И третья его стихия — юмор и импровизация. Он обладал завидным даром украсить своим присутствием любую компанию. Он был блестящим оратором, следуя в этом учению Вахтангова: острота формы при глубине содержания. Он был душой общества, умел соединять в себе блеск поэтической и музыкальной импровизации с огромным запасом номеров из многочисленных театральных капустников. На таких вечерах раскрывалось еще одно его незаурядное дарование — исполнительское. Он великолепно пел — проникновенно, лирично, тонко передавая чувство и стиль музыкальной пьесы.

И все же нельзя не сказать о большом, мягко говоря, легкомыслии, присущем Евгению Рубеновичу, которое страшно ему вредило. В общении с товарищами он был прекрасен — легок, остроумен, обаятелен. Замечательно сочинял, импровизировал. Но эта легкость, в последние годы нередко превращавшаяся на репетициях в легкомыслие, перечеркивала все его былые достижения. Я не раз слышал от него по поводу работы над очередным спектаклем: «Сегодня поставил двенадцать страниц!» Убежден, что у Е. Б. Вахтангова — предтечи и светоча вахтанговского театра — язык бы не повернулся заявить подобное. Я уж не говорю о К. С. Станиславском, который свое знаменитое «не верю!» по поводу одной-единственной фразы мог повторять изо дня в день, пока не добивался нужного звучания.

Или еще один характерный пример творческой (или не творческой!) легкомысленности.

Работа над одним из последних спектаклей у Евгения Рубеновича шла довольно трудно. Результат вырисовывался весьма печальный. Многие, в том числе и я, советовали Симонову не выпускать спектакля. Однако, несмотря на все предостережения, он его выпустил. Негативные последствия выхода на публику этого скороспелого «творения» дали о себе знать на первой же премьере — публика реагировала ногами.

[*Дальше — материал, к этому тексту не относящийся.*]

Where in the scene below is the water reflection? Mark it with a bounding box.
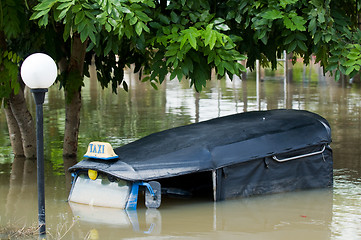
[67,189,333,239]
[332,170,361,239]
[69,203,162,234]
[5,157,37,224]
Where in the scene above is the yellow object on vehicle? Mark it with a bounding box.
[88,169,98,180]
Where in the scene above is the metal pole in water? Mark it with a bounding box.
[32,89,47,238]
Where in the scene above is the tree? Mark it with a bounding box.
[3,0,361,160]
[30,0,245,158]
[217,0,361,80]
[0,0,37,159]
[0,0,63,159]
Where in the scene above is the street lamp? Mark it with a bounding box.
[20,53,57,238]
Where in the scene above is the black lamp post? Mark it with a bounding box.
[20,53,57,238]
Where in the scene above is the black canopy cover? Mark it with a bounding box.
[70,109,332,185]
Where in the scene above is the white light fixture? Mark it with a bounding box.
[20,53,57,89]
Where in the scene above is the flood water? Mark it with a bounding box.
[0,62,361,239]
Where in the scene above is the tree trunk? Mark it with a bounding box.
[63,89,81,157]
[9,86,37,159]
[63,156,78,192]
[4,100,25,157]
[62,34,88,158]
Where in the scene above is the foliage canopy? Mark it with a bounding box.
[1,0,361,97]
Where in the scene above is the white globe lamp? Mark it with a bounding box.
[21,53,57,89]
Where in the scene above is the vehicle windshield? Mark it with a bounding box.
[68,172,130,209]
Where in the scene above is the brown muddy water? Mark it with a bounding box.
[0,62,361,239]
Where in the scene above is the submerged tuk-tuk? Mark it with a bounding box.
[68,109,333,210]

Что делает настоящий художник, когда спектакль не удается? Он продолжает работу, меняет рисунок, исполнителей, художника-постановщика, наконец. Что сделал Евгений Рубенович? Снял антракт — спектакль шел в двух действиях. Спрашиваю у него за кулисами: «Женя, почему ты снял антракт?» Он отвечает: «Чтобы публика не уходила». Достойный ответ, нечего сказать. Знаменитую фразу скульптора Родена, который на вопрос, как он создает свои произведения, ответил: «Убираю лишнее», можно применить в данном случае с изрядной долей иронии.

Откуда такое ни на чем не основанное упрямство, откуда такая безответственная самонадеянность у режиссера, который на протяжении многих лет ставил действительно интересные и современные спектакли? Может быть, наши режиссеры уже давно переросли своих знаменитых учителей? Или наши актеры стали на несколько голов выше Михаила Чехова или Бориса Щукина? Или зритель стал хуже? Не думаю.

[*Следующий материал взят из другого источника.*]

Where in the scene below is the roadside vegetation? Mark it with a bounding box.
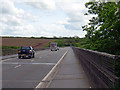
[81,1,120,55]
[2,46,20,50]
[2,46,20,56]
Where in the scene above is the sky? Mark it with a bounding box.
[0,0,93,38]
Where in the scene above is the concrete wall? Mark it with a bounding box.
[72,47,120,88]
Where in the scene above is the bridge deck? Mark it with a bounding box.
[49,48,92,88]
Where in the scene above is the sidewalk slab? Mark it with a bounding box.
[49,47,91,88]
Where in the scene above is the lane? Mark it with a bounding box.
[2,48,57,71]
[2,47,69,88]
[2,48,67,71]
[2,48,52,62]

Очень обидно, что многосторонне одаренного художника к концу жизни ждала такая печальная слава.

На последнем этапе жизни, став руководителем театра «Дружба», заведуя кафедрой режиссуры в училище, Евгений Рубенович был полон идей и с большими трудностями создал театр, который назвал именем своего отца. Но развернуться этому театру, видно, было не суждено. С уходом из жизни Евгения Рубеновича он закис и превратился в заурядный театральный организм, славный только именем Р. Н. Симонова.